BastianSpan · January 18, 2011, 11:00pm

I'm still using the old RDB backend in a project and want to upgrade now to either SDB or TDB.

Which one is better when the application is expecting to be mostly writing/reading/both ? Are transactions useful (SDB with underlying DB transactions) ? Which one is better considering scale/clustering ? ...

What are your experiences with these backends and which one does fit better for which type of situations/use cases ?

castagna · January 18, 2011, 11:00pm

If you have a write once (or not too often) read many times scenario, TDB is a better choice especially on 64 bit machines with a lot of RAM.

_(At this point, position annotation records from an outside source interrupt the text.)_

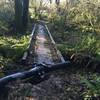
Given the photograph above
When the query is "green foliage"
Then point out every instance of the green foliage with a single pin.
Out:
(13, 47)
(6, 15)
(92, 82)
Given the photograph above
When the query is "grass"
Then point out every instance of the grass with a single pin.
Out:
(11, 51)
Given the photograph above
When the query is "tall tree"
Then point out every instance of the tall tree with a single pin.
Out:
(21, 15)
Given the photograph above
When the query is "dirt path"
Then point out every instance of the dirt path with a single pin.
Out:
(57, 87)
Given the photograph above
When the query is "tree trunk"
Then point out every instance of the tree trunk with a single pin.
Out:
(21, 15)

To avoid concurrency problems use a multiple reads XOR single writer locking system as explained here:

http://openjena.org/how-to/concurrency.html

If you need transactions and have a lot of updates from remote machines, SDB might be a better choice. But you have other options with TDB:

http://github.com/afs/TDB-BDB

IMHO, TDB is better considering scale/clustering.

See also:

(*) Experimental!

Have fun!

mhgrove · January 18, 2011, 11:00pm

TDB is a better bet than SDB, though both are slower than some of the other options out there like 4Store or many of the various Sesame implementations.

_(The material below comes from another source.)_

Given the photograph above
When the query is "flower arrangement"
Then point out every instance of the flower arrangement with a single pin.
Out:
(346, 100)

CommentBot · January 18, 2011, 11:00pm

The typical SDB use case is that you have an existing relational database system, and you wish to store RDF in it. In some institutions you may be required to use an sql store, or it may have advantages such as guaranteed managed backups, transactions.

Use TDB if you need a fast, persistent RDF store. It's easier to set up, and quicker than SDB.

I've used both extensively and they've both been fine. I usually reach for TDB because of the simplicity and speed.

BastianSpan · January 18, 2011, 11:00pm

Recently there was a thread on the jena-dev group about SDBs write performance and best practices for getting the best results. Due to some useful informations and insights there, I thought I add the link here: http://tech.groups.yahoo.com/group/jena-dev/message/44329 (that's the summary post, but the rest of the thread can be explored from there)

harschware · January 18, 2011, 11:00pm

The Berlin SPARQL benchmark includes some fairly rigorous performance metrics and the results are published for TDB and SDB (as well as Virtuoso and Sesame among others)